We didn't regulate adtech and now we're stuck with pervasive tracking that's hurting society and consumer privacy. Better to be more cautious with AI too so we can prevent negative societal effects rather than trying to roll them back when billions of euros are already at play, and thus the corporate lobby and interests in keeping things as they are.
We didn't regulate social media algorithms which started optimising for hate (as it's the best means of "engagement") and it led to polarisation in society, the worst effects of which can be seen in the US itself. The country is tearing itself apart. And we see the effects in Europe too. Again, something we should have nipped in the bud.
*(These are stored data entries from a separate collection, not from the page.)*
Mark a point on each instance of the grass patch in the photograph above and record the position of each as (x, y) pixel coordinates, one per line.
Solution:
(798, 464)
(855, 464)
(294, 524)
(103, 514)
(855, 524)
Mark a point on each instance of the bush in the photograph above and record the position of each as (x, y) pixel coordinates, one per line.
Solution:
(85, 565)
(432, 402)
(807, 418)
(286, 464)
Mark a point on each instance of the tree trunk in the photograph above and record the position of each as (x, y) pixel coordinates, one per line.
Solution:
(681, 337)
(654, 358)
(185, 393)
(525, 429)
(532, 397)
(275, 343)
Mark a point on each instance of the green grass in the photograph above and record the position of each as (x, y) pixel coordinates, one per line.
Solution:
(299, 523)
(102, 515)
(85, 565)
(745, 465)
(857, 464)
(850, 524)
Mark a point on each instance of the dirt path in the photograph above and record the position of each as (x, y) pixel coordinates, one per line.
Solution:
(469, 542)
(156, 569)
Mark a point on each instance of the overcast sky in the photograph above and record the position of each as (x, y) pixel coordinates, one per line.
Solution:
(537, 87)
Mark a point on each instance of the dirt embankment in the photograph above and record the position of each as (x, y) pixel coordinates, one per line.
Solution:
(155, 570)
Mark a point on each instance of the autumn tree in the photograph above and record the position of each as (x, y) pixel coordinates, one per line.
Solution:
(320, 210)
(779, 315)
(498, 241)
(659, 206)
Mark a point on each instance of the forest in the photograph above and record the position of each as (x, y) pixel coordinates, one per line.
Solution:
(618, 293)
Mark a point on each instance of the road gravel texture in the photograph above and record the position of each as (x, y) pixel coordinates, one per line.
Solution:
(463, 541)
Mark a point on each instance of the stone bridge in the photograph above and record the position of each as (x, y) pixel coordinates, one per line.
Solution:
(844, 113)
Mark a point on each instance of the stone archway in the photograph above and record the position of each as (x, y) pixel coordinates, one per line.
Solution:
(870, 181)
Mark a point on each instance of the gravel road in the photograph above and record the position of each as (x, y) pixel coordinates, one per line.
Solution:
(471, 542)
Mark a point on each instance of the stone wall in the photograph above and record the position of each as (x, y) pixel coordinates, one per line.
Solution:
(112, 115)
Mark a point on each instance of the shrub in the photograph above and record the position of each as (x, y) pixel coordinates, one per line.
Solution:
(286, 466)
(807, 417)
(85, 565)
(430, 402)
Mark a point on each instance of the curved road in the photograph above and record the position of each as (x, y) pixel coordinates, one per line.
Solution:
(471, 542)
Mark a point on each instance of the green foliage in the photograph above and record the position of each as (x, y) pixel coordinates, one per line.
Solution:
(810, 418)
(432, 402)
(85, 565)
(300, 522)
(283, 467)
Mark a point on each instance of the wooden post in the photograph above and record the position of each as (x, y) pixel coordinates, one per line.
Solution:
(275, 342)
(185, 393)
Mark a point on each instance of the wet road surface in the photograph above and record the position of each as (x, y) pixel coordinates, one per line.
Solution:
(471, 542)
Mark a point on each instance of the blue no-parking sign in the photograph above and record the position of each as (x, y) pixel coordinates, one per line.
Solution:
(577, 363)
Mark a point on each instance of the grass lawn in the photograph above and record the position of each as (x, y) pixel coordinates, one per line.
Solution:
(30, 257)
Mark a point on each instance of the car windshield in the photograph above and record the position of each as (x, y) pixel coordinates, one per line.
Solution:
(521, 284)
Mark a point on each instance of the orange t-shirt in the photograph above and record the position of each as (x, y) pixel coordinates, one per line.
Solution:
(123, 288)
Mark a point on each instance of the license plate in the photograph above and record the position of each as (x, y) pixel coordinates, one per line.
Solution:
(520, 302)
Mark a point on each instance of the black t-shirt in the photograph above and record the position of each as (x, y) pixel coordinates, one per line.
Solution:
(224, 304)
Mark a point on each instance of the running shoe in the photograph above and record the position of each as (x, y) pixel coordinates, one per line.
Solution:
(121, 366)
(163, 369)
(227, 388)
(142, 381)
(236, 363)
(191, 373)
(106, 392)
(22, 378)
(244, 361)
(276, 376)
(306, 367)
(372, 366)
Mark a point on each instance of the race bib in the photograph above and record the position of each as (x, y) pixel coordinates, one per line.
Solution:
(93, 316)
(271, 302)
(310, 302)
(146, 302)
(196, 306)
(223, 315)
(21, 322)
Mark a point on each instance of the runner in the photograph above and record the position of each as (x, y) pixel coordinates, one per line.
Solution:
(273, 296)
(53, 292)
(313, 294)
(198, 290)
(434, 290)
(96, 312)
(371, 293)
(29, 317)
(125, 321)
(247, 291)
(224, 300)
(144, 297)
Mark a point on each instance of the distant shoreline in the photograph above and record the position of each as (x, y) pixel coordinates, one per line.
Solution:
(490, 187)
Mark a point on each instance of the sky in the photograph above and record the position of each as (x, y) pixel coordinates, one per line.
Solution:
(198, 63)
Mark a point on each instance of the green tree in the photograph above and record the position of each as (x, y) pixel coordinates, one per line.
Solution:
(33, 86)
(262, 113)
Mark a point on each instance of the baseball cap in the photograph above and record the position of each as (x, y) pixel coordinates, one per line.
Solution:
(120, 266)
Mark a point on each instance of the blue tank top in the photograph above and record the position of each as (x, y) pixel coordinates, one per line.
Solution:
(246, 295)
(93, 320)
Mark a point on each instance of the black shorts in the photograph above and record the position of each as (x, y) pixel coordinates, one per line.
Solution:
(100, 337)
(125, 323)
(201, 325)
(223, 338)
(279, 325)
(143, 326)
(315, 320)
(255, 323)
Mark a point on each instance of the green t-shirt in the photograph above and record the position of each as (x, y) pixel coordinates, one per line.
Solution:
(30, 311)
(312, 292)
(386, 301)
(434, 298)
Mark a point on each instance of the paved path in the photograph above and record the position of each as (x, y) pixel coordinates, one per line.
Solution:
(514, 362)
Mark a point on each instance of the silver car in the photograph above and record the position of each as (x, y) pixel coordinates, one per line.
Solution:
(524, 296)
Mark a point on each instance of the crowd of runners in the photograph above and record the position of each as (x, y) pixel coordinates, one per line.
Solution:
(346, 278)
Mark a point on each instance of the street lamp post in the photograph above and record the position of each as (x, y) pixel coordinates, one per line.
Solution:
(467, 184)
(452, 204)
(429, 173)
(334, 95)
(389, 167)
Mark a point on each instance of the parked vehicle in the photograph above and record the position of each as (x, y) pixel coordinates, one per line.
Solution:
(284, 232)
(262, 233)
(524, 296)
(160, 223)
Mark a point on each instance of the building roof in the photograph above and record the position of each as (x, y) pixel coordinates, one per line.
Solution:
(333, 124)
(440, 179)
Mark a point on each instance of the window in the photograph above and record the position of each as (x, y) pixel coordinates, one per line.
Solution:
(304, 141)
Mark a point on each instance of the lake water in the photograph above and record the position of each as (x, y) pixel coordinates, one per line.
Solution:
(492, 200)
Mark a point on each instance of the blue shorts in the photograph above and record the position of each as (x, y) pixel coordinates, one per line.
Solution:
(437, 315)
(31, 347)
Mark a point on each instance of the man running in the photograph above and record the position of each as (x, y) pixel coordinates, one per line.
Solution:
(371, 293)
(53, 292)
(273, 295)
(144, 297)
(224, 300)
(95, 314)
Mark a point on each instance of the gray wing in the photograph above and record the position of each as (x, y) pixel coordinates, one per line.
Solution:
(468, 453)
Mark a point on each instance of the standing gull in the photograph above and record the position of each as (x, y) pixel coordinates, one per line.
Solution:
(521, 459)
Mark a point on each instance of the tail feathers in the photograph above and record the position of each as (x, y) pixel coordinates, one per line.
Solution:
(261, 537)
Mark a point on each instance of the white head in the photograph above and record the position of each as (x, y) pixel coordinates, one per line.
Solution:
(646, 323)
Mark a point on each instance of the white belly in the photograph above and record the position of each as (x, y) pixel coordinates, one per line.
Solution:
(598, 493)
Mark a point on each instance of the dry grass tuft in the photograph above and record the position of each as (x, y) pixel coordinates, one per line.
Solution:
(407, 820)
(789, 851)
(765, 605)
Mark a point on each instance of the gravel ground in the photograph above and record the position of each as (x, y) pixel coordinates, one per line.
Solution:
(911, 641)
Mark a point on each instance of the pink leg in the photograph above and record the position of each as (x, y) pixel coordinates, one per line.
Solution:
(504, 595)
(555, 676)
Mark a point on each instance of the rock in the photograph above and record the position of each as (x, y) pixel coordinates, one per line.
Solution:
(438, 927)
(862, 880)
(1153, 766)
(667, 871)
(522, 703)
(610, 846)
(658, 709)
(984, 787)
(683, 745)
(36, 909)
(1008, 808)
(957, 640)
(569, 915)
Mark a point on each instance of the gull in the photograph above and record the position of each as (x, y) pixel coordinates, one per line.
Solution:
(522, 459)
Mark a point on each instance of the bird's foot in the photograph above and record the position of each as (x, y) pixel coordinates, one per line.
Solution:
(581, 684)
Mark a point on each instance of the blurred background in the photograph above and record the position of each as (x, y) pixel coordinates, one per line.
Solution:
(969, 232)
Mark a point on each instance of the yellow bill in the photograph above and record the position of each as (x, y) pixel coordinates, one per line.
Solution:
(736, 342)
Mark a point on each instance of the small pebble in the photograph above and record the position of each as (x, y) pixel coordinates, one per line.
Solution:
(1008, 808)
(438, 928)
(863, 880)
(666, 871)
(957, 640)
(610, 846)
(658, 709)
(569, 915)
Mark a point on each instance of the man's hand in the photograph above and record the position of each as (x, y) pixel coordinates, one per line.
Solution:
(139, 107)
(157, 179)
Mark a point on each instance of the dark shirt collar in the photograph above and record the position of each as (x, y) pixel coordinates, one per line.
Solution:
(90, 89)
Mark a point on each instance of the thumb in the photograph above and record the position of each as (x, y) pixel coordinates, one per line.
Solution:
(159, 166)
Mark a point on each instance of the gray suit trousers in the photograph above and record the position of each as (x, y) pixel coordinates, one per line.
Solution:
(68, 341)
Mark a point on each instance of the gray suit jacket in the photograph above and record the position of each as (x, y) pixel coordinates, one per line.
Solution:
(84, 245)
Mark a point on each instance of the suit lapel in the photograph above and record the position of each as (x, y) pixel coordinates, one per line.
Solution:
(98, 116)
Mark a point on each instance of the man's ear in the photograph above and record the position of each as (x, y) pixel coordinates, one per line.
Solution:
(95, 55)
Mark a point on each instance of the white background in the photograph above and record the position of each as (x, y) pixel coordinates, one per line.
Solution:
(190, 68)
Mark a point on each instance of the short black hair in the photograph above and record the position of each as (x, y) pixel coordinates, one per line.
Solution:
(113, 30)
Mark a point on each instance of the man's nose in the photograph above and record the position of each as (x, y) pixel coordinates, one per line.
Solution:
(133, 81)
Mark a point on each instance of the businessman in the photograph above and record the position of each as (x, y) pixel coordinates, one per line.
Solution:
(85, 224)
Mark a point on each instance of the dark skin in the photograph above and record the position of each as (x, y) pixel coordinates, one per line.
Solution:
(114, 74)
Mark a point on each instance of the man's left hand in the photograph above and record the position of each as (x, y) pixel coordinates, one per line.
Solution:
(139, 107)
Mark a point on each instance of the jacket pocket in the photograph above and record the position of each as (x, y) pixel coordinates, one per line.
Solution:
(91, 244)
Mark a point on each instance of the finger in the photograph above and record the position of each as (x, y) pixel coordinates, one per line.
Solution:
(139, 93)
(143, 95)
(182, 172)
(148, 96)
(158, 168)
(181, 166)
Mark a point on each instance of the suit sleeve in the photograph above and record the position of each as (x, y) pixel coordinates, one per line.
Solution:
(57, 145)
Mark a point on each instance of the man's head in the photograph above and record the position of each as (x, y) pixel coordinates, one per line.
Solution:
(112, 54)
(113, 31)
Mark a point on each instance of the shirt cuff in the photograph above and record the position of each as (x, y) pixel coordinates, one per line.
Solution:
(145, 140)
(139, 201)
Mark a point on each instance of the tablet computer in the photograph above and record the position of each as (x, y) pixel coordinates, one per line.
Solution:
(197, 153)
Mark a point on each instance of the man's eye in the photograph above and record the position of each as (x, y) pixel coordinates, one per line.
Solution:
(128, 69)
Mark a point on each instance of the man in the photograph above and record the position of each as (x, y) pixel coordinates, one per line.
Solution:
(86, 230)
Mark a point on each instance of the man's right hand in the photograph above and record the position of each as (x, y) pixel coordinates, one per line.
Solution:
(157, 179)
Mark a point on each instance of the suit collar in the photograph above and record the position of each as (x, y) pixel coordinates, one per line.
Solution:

And the problem isn't mainly the tech. It's the perverse business models behind it, which don't care about societal diruption. That's pretty hard to predict, hence the caution.
> Also, there is no training data, which would be the "preferred form" of modification.
This is not open source because the license is not open source. The second line is not correct, tho. "Preferred form" of modification are weights, not data. Data is how you modify those weights.
Isn't fine-tuning a heck of a lot cheaper?
Just training on new data moves a model away from its previous behavior, to an unpredictably degree.
You can’t even reliably test for the change without the original data.
I think at this point, open source is practically shorthand for weights available
> 8. To generate or facilitate false online engagement, including fake reviews and other means of fake online engagement;
"Do as I say, not as I do."
> 15. In a manner that violates or disrespects the social ethics and moral standards of other countries or regions;
This, and other clauses, effectively prohibit the use of this system within any jurisdiction.
What a ridiculous policy.
Ideally based on FOSS models.
If you actually want something consistent you should really generate images one by one and provide extensive description of what you expect to see on each frame
And if you want to make something like animation it's only really possible if you basically generate thousand of "garbage" images and then edit together what fits.
I wonder if you could loop back the last frame of each video to extend the generated world further. Creating a kind of AI fever dream
I also wouldn't be surprised if their Street View cars / people record video instead of stills these days. Assuming they started capturing stuff in 2007 (and it was probably a lot earlier), storage technology has improved at least tenfold in terms of storage (probably more), video processing too.